Kdogg240, January 17, 2019 11:30pm EST
Hi Charlotte, my wife has global aphasia. She has had it for almost 3 years now. It has been difficult for us as we have 3 year old child. Communication is key in any relationship any of us have in our lives, and when it is taken away from us things can get extremely difficult. The previous advice you received from jkv was very good, patience is a must, although I struggle with that myself. I’m finding ways to read other people’s testimonies and incorporate them into my own. There is no real simple answer on how to manage living with someone who has aphasia. You just have to try new things and don’t ever give up on your loved ones, the brain is a miraculous tool and will always find ways to adapt. Stay positive, it can get challenging at times, but just try to remember how hard it is for the person who has aphasia. Best wishes and wishing an awesome recovery! Be well Kevin.
nkeehn, January 21, 2019 11:33pm EST
I'm Dr. Keehn. I'm a clinical psychologist and registered nurse and am new to this group.
Aphasia is difficult to navigate. It shows differently in every patient and affects every family system uniquely and so the advice given by Kdogg is great. It really does take a lot of trial and error to get to the best functional methods. One of the biggest issues I see with longer term care is the sense of isolation experienced by aphasia patients and their families, so I wanted to share some local Dallas resources with you all to help feel more connected and involved.
The Bind (thebind.org) is one of the places I recommend for both aphasia patients and their families as there is a lot of care giver involvement and support. The Stroke Center Dallas at TWU is fantastic if your aphasia family member likes socialization and a cognitive challenge. Their program offers a combination research participation and heavy speech/ language remediation program, but it is pretty rigorous.

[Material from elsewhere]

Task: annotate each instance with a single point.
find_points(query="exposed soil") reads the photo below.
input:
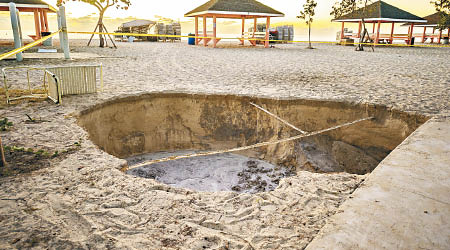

I recommend Touch Chat to a lot of my patients as it is a combination vocabulary, organization, communication type tool. Here's the link to one of the products: https://touchchatapp.com/page-sets#pageset_multichat_15 There is a free version that has a communication board and calendar that you can download to any I-pad, phone, or computer. I for sure wouldn't purchase any of those or other type systems unless your family member has tried them and can use them effectively. I also recommend making a series of flash cards that your family member can keep with them to show for communication. If they also have some alexia you can draw an image next to the word to help them cue to the word on the card. One of my patients became very independent using his flash cards. He became regular at his local Starbucks and would use the cards to greet others, order specific beverages, and provide simple feedback or ask questions. It was a great experience for him and the other regulars as his flash card drawings were quite sarcastic and funny!
There is a lot to enjoy about life that is not speaking dependent so encourage your family member to get out there and not withdraw at home.
I'd love to hear your ideas for your favorite local resources and assists!